Naast misvieringen houdt de aalmoezenier zich ook bezig met ziekenbezoeken en, in gevallen waarin schepen een zwaar ongeval hebben gehad, met het opvangen van deze mensen.

Regelmatig wordt de aalmoezenier ook gevraagd voor het dopen van nieuwe schepen.

Ook al is niet iedereen in de varende gemeenschap gelovig, er bestaat een sedert zeer lang vaststaande traditie om schepen te dopen.

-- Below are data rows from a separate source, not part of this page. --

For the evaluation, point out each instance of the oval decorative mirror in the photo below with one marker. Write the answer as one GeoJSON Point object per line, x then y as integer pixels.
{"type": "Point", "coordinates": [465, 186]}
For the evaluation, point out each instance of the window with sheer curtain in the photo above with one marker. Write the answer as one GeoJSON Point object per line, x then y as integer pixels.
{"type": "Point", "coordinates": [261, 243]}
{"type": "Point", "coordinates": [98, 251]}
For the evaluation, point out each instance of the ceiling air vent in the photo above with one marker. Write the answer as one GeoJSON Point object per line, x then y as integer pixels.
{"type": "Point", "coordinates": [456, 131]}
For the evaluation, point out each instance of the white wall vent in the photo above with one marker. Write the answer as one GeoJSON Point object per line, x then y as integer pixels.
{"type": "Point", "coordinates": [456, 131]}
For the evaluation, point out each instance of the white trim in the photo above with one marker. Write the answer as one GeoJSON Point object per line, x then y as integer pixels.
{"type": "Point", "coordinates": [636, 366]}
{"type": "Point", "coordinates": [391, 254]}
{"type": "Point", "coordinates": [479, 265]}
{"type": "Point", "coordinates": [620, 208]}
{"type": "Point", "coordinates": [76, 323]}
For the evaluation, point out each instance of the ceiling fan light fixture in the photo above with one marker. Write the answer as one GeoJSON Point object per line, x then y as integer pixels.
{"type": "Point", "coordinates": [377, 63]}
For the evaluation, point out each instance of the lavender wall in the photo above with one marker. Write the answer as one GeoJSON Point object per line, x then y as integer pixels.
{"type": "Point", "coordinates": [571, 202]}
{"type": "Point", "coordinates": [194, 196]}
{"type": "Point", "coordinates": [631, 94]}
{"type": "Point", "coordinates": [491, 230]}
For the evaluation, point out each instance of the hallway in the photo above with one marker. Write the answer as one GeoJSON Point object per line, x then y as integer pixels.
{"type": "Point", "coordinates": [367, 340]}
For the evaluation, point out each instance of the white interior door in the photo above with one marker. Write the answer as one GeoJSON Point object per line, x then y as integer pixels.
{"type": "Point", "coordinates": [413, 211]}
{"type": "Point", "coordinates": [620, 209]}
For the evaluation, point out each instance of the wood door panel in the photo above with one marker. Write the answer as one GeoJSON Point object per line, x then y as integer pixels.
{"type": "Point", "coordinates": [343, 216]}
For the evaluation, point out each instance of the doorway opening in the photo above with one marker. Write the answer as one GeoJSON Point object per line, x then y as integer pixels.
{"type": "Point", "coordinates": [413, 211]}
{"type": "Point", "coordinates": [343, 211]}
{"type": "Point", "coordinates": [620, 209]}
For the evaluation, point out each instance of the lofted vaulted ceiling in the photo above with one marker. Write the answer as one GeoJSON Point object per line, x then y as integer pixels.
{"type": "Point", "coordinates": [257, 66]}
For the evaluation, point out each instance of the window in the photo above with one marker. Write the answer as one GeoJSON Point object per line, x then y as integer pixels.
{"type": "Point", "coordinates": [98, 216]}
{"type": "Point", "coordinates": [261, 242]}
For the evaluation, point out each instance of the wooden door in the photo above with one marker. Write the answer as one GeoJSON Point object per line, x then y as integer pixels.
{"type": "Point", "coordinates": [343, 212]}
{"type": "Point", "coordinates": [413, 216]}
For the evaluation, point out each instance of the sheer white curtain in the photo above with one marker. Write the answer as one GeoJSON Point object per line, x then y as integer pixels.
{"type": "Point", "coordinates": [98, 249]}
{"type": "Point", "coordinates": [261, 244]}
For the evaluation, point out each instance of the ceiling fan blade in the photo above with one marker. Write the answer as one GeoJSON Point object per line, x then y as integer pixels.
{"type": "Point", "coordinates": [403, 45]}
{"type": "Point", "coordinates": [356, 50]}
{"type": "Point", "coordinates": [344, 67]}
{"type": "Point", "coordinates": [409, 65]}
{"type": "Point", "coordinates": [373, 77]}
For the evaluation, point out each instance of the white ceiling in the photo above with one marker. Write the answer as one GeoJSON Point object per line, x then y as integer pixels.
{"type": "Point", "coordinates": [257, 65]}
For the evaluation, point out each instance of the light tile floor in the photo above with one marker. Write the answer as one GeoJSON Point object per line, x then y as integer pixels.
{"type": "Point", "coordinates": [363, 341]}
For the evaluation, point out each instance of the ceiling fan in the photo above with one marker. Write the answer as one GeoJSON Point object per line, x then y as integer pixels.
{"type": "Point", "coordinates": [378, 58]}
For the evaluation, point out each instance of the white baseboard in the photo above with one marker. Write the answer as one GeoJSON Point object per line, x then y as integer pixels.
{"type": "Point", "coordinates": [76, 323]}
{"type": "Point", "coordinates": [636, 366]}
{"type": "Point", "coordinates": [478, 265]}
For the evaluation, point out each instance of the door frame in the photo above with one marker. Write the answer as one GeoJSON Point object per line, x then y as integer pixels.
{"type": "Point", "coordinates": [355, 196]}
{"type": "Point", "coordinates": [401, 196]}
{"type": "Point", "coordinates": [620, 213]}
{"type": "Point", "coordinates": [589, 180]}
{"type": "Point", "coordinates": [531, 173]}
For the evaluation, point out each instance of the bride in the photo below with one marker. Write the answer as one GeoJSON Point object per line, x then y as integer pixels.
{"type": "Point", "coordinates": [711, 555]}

Meermaals weerklinkt daarbij de in de binnenvaart algemeen gekende leuze “Maria beware allen die varen”.

Wat de sociale functie betreft, het schip is de thuishaven van verschillende aan het Apostolaat gelieerde organisaties, zoals de Schippersgilde, de Scheepsboys, de Lourdesvrienden, en het kerkkoor, alsook van een vereniging uit de zeevaart.

Goede banden zijn er tevens met de VZW De Schroef, die in 1983 als kleuterschool in de haven van Antwerpen werd opgericht om voor de kleinste kinderen van de varende gemeenschap kleuteronderwijs mogelijk te maken.

Het Kerkschip is de locatie bij uitstek voor familiefeesten en feesten van de verenigingen, in de week is het een plek waar mensen aangenaam kunnen vertoeven bij een hapje en een drankje en wat kunnen bijpraten.

Op cultureel vlak is er tweejaarlijks de tentoonstelling “Schippers Scheppen Schoonheid” en staat de uitbouw van een museum, waarbij zowel de geschiedenis van het Kerkschip als van de binnenvaart en de grote verbondenheid met de haven van Antwerpen, centraal.

Omwille van het unieke karakter werd het schip op 3 oktober 2011 terecht erkend als varend erfgoed, omwille van zijn historische waarde, als materiële getuige van de specifieke militaire en strategische ontwikkelingen tijdens Wereldoorlog O II, zijn industrieel-archeologische waarde, als voorbeeld voor de gevarieerde toepassingen en mogelijkheden voor het’ bouwen met gewapend beton, in de scheepsbouw aangeduid met de benaming ferrociment (Fr.), en zijn sociaal-culturele waarde, door de herbestemming ervan als apostolaat der schippers of “Kerkschip” in 1952.

Voor wie er nog niet geweest is, het Kerkschip is dan ook zeker een bezoek waard.